In this year the French have made plans to invade England and Scotland, and have accumulated transports and troops around the Loire estuary.

The defeat of the Mediterranean fleet at the Battle of Lagos in August makes the invasion plans impossible, but Choiseul still contemplates a plan for Scotland, so the fleet is ordered to escape the blockade and collect the transports assembled in the Gulf of Morbihan.

During the first week of November a westerly gale comes up and, after three days, the ships of Hawke's blockade are forced to run for Torbay on the south coast of England.

Robert Duff is left behind in Quiberon Bay, with a squadron of five 'fifties' (ships of the line with fifty cannons) and nine frigates to keep an eye on the transports.

In the meantime, a small squadron from the West Indies joins Hubert de Brienne, Comte de Conflans, in Brest and, when an easterly wind comes on the fourteenth, Conflans slips out.

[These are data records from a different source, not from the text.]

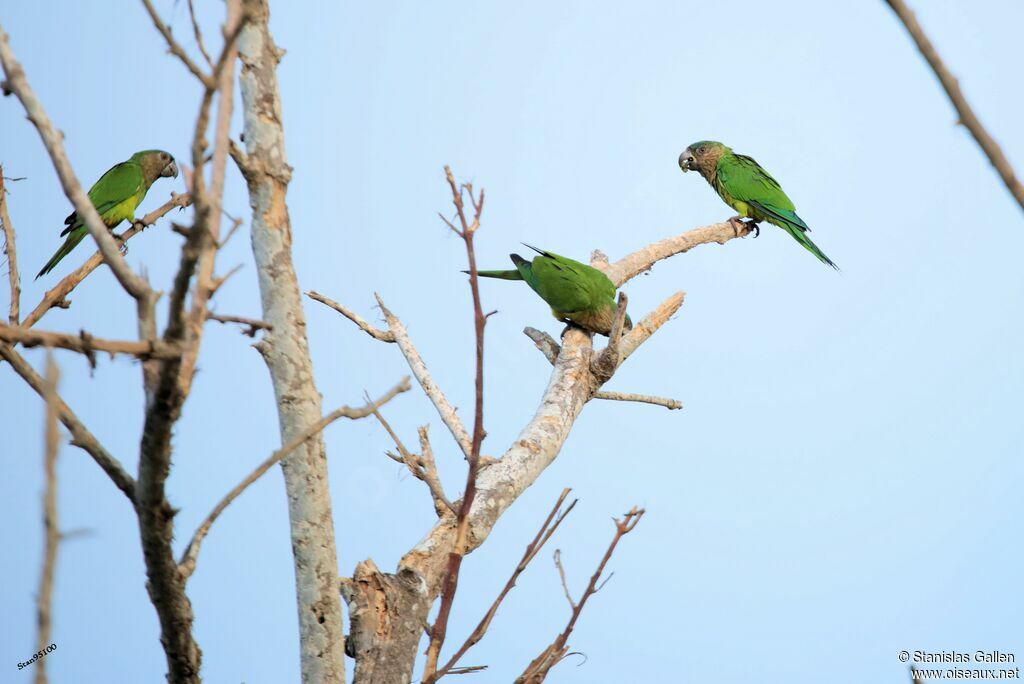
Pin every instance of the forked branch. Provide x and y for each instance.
(550, 656)
(187, 562)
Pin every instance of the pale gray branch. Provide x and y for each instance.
(376, 333)
(53, 140)
(669, 403)
(81, 436)
(970, 120)
(44, 599)
(419, 368)
(54, 297)
(641, 260)
(175, 48)
(187, 562)
(10, 252)
(87, 344)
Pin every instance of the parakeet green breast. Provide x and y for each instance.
(576, 292)
(745, 186)
(116, 197)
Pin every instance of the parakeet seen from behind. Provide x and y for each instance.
(577, 293)
(749, 188)
(116, 196)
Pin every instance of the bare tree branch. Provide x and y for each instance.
(649, 325)
(385, 645)
(252, 325)
(606, 362)
(44, 599)
(286, 351)
(547, 529)
(81, 436)
(422, 375)
(87, 344)
(633, 264)
(668, 402)
(175, 48)
(550, 349)
(561, 574)
(53, 141)
(187, 562)
(55, 296)
(198, 34)
(967, 116)
(422, 466)
(542, 665)
(376, 333)
(10, 251)
(460, 548)
(208, 217)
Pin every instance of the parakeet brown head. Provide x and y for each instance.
(156, 164)
(702, 157)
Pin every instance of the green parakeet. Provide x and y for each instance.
(577, 293)
(116, 196)
(750, 189)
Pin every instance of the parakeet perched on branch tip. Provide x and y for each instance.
(116, 196)
(577, 293)
(750, 189)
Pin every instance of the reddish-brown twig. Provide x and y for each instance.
(967, 116)
(538, 670)
(44, 599)
(547, 529)
(10, 252)
(451, 582)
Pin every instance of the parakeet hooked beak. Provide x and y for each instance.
(170, 171)
(686, 161)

He is sighted by HMS Actaeon, which had remained on station off Brest despite the storms but which failed to rendezvous with Hawke, by HMS Juno and Swallow which try to warn Duff but are apparently chased off by the French, and by the victualler Love and Unity returning from Quiberon, which sights the French fleet at 2 pm on the fifteenth, seventy miles west of Belle-Isle.

She meets Hawke the next day and he sails hard for Quiberon into a SSE gale.

Meanwhile, HMS Vengeance had arrived in Quiberon Bay the night before to warn Duff and he has put his squadron to sea in the teeth of a WNW gale.